We found that protein SUMOylation is crucial for gene silencing and the subnuclear localization of proteins. Chromatin is organized into euchromatin and heterochromatin, facilitating regulated protein expression. In Saccharomyces cerevisiae, heterochromatin-like loci exist at telomeres, HM loci, and rDNA loci,  here transcriptional silencing makes nucleosomes inaccessible to the transcription machinery. Sir2, a conserved NAD+-dependent histone deacetylase, plays a vital role in silencing through different complexes, notably with Sir3 and Sir4 at the telomeres and HM loci, and in the RENT complex at rDNA.

Our genetic screen for understanding how these distinct nuclear compartments are established and maintained, identified SUMOylation as a key regulator affecting the mobility of Sir2. The E3 ligase Siz2 was found to modulate gene silencing in a locus-dependent manner (Nagesh et al.,2012). We discovered that Siz2 activity influenced Sir4 levels at telomeres, and while all Sir proteins were SUMOylated, the SUMOylation of Sir2 reduced its interaction with Sir4, leading to decreased telomeric silencing (Hannan et al, 2015). This also increased Sir2 accumulation at the nucleolus. In addition, we found distinct euchromatic targets for SUMOylated vs. unmodified Sir2 (Abraham, PhD thesis). Overexpression of the deSUMOylating enzyme Ulp1, led to a loss of telomeric silencing due to impaired recruitment of Sir3 to telomeres (Abraham and Mishra, 2018). This suggests that SUMOylation of different proteins in the heterochromatin has distinct outcomes. Moreover, perturbation of SUMO ligase levels affected rDNA stability, with SUMOylation modulating Tof2 and Fob1 levels, resulting in genomic instability at the rDNA locus (Abraham et. al, 2019). 

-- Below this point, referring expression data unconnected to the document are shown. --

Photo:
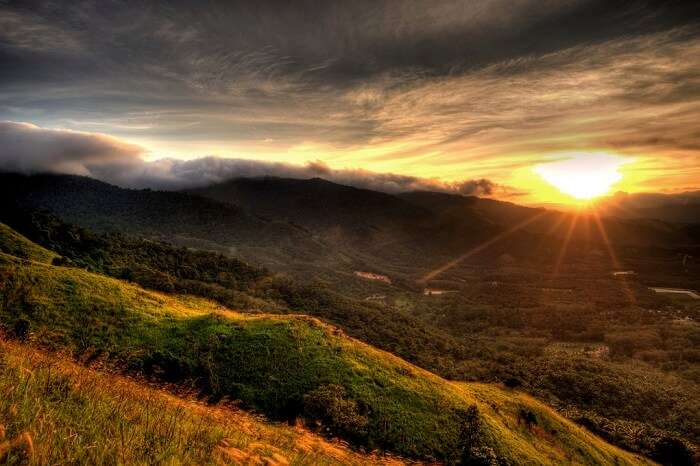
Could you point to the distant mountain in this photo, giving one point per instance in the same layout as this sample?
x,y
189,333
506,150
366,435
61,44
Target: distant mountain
x,y
627,231
371,222
327,231
679,208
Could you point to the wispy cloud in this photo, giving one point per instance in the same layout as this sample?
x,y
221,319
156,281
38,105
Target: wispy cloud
x,y
446,89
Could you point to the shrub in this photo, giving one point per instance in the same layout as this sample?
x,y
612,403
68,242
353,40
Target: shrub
x,y
329,406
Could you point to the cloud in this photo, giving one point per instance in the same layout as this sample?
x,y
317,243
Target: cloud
x,y
27,148
445,89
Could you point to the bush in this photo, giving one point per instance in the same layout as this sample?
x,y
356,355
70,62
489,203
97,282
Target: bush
x,y
329,406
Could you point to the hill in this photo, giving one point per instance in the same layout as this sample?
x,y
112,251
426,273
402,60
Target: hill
x,y
286,367
181,218
60,412
379,228
551,225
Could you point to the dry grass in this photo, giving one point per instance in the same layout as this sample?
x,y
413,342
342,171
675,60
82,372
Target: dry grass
x,y
53,411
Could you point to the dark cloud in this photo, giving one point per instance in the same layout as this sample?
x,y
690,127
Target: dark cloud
x,y
439,87
27,148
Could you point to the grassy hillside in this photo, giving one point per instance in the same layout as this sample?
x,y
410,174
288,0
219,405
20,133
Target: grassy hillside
x,y
287,367
17,245
56,412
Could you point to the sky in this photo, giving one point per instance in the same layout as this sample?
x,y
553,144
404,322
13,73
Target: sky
x,y
486,97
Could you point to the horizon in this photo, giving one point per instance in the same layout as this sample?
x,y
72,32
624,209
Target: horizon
x,y
468,98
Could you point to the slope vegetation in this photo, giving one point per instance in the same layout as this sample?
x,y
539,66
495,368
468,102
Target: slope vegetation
x,y
17,245
54,411
287,367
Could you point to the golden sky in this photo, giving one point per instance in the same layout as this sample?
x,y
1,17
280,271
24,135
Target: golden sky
x,y
452,94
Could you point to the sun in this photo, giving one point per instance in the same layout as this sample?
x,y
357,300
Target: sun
x,y
583,176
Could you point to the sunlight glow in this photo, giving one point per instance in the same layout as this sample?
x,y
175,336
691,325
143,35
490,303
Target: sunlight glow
x,y
583,175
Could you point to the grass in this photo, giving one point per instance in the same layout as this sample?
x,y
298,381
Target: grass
x,y
287,367
17,245
74,415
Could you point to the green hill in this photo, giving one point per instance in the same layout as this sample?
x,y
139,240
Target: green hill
x,y
17,245
287,367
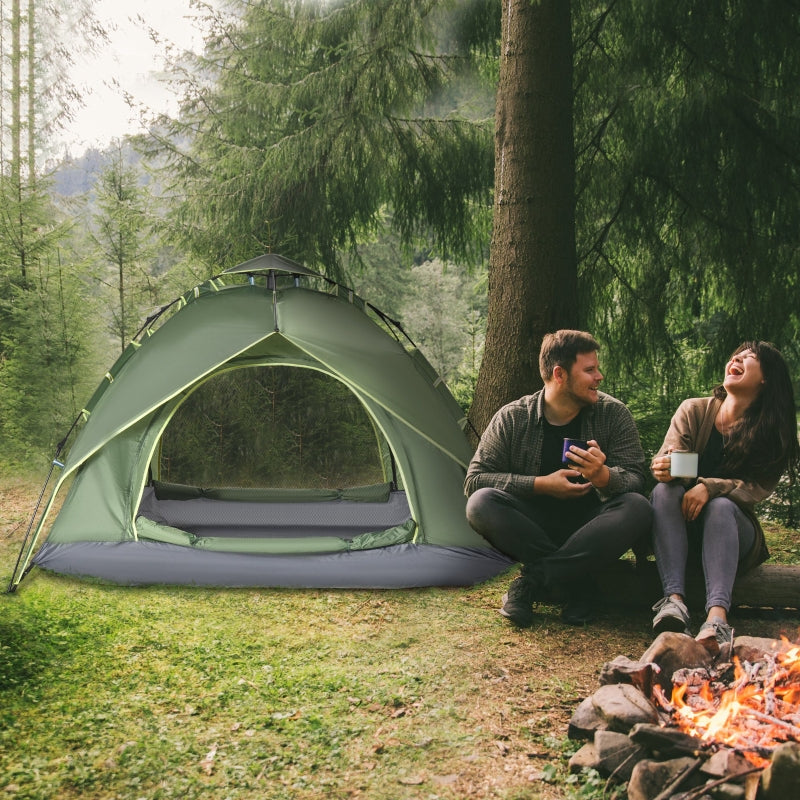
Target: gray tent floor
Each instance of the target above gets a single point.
(396, 567)
(223, 518)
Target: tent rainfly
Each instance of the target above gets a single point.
(122, 522)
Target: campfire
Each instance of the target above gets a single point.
(680, 724)
(759, 710)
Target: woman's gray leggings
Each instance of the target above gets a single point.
(727, 534)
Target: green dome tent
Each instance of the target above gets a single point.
(124, 520)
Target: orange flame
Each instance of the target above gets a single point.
(757, 712)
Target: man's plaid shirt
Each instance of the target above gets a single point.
(510, 450)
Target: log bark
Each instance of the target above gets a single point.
(629, 583)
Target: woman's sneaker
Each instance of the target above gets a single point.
(716, 636)
(671, 615)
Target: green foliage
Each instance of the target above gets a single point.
(49, 358)
(306, 122)
(121, 235)
(688, 191)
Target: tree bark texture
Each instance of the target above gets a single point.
(533, 269)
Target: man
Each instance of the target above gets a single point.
(561, 522)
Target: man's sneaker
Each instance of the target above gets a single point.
(671, 615)
(518, 601)
(716, 636)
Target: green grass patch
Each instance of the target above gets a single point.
(110, 692)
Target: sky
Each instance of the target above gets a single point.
(133, 59)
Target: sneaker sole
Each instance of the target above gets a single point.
(672, 624)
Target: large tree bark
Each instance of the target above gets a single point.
(532, 269)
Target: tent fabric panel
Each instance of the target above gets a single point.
(207, 517)
(147, 563)
(376, 493)
(192, 343)
(218, 326)
(344, 339)
(276, 544)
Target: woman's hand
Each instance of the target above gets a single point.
(660, 469)
(693, 502)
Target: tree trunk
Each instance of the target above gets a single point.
(532, 268)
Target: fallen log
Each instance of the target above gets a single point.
(636, 583)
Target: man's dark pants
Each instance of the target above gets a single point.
(559, 554)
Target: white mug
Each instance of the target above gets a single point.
(683, 464)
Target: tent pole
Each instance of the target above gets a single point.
(12, 585)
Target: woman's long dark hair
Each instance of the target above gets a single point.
(763, 443)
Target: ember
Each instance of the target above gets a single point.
(760, 710)
(699, 726)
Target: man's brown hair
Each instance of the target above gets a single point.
(561, 349)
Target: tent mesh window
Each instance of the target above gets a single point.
(273, 427)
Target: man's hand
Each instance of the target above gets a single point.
(693, 502)
(591, 464)
(561, 484)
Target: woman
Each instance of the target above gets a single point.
(746, 435)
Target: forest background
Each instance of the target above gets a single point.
(359, 138)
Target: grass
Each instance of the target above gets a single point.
(176, 692)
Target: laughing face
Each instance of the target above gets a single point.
(743, 373)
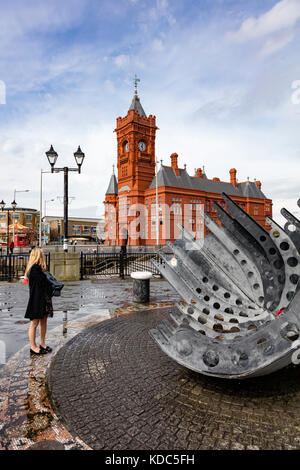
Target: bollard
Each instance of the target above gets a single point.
(141, 286)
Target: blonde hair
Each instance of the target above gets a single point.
(36, 257)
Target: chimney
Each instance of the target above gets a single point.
(233, 179)
(199, 173)
(258, 184)
(174, 161)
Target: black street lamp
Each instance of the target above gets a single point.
(13, 205)
(52, 157)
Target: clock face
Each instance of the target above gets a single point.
(142, 146)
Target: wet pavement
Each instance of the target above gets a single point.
(78, 299)
(116, 390)
(107, 385)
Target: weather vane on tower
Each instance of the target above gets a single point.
(136, 80)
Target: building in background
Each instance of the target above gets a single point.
(179, 195)
(23, 225)
(81, 229)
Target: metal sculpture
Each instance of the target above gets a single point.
(240, 313)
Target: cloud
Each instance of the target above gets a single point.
(284, 15)
(122, 60)
(275, 44)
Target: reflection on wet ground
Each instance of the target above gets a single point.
(78, 299)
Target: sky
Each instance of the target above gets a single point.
(222, 78)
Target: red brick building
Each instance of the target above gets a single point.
(130, 202)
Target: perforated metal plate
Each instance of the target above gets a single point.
(233, 286)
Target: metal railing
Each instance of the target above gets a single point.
(117, 264)
(12, 266)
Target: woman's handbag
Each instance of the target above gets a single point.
(56, 285)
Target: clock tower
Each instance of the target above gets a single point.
(136, 149)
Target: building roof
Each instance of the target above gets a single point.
(167, 177)
(49, 218)
(113, 185)
(136, 105)
(251, 190)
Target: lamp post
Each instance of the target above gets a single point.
(45, 206)
(13, 205)
(15, 191)
(52, 157)
(156, 208)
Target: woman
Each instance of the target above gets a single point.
(40, 304)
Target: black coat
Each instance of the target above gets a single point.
(39, 303)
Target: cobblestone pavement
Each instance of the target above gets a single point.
(26, 415)
(77, 300)
(115, 389)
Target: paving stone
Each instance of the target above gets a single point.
(144, 400)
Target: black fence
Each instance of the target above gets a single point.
(117, 264)
(12, 266)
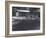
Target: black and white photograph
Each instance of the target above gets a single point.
(25, 19)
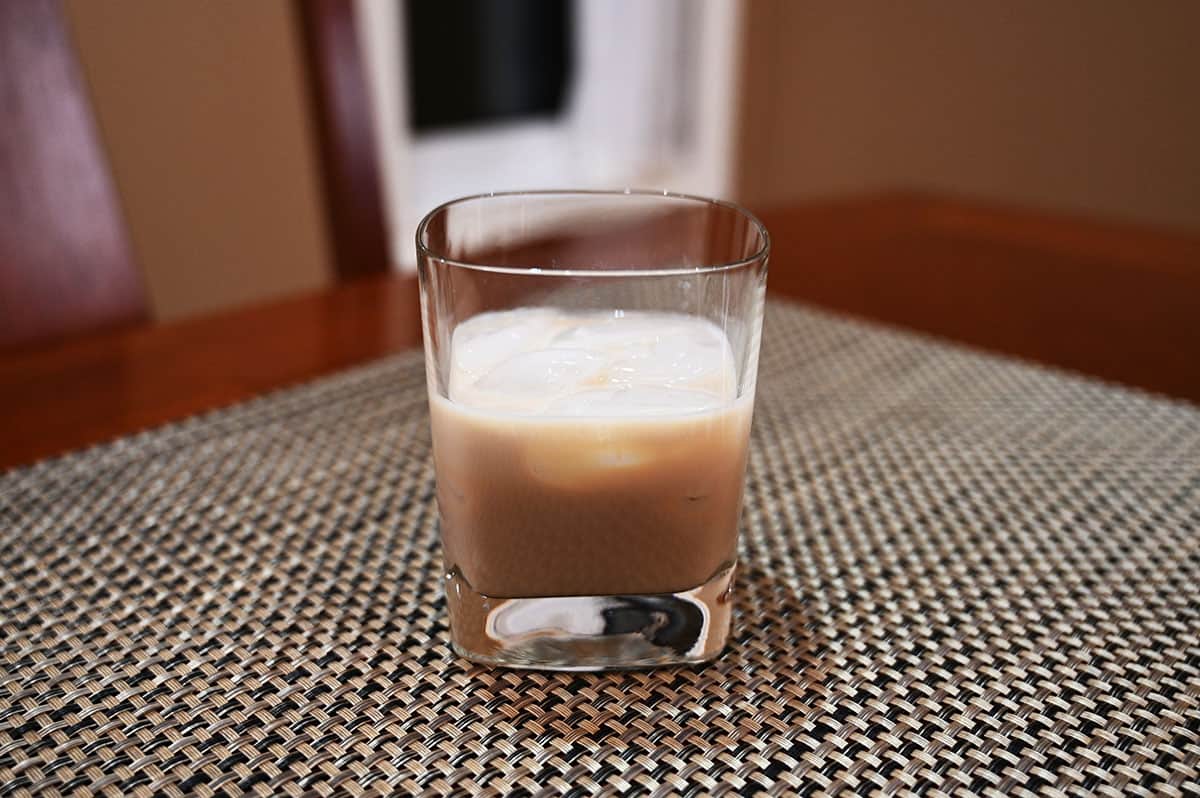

Overall, these findings highlight the significance of protein SUMOylation in the compartmentalisation and stability of proteins within the nucleus of S. cerevisiae. The localisation of SUMOylation machinery i.e. the SUMO conjugating enzymes and the deSUMOylating enzymes to specific nuclear compartments, enables rapid responses to internal and external signals, influencing nuclear architecture. 

To understand the dynamic regulation of nuclear architecture, we are now studying alterations to NE and nuclear compartments to the changes in the growth environment. Our genetic screens identified that perturbation of nutrient metabolic pathways alters nuclear shape and size (Chhaya Kispotta, unpublished observations). We are now investigating the specific signalling pathways involved in this and the consequences of altered nuclear organization on gene regulation.

Branching out from S. cerevisiae, we study SUMOylation in Candida glabrata, a yeast closely related to S. cerevisiae but an opportunistic pathogen with a high level of anti-fungal resistance. We have identified the protein SUMOylation and deSUMOylation machinery in C. glabrata (Gujjula et al, 2016 and Gupta et al., 2020). Loss of SUMO protein is lethal for C. glabrata and perturbation of the pathway reduces its capability to infect and survive in the host cells. Perturbation of protein deSUMOylation activates the proteostasis pathway and leads to heightened protein degradation, rendering the pathogen highly compromised for survival in host cells (Gupta et al., 2024). We are currently focusing on identifying the key targets of this proteolytic degradation and exploring the potential to target both the SUMO pathway and the downstream pathways for developing antifungal drug molecules.

While investigating the compartmentalisation of heterochromatin and telomeric silencing, we found that loss of rtt103, a transcription termination factor, leads to reduced gene silencing at the telomeres. Loss of rtt103 also made cells more vulnerable to DNA damage (Srividya et al, 2012). Loss of telomeric silencing was due to increased stability of sub-telomeric transcripts in the absence of Rtt103 and the two other members of the transcription termination complex, Rai1 and Rat1 (Kathirvel and Mishra, 2023). Without these factors, meiosis and sporulation are severely compromised while cells grow and divide mitotically. 

This suggests that these transcription termination factors may play specific roles in executing the meiotic program and differentiation to spores. Our preliminary results indicate that these mutants are defective in establishing the meiotic program, and we are currently investigating the molecular mechanistic basis of this phenotype.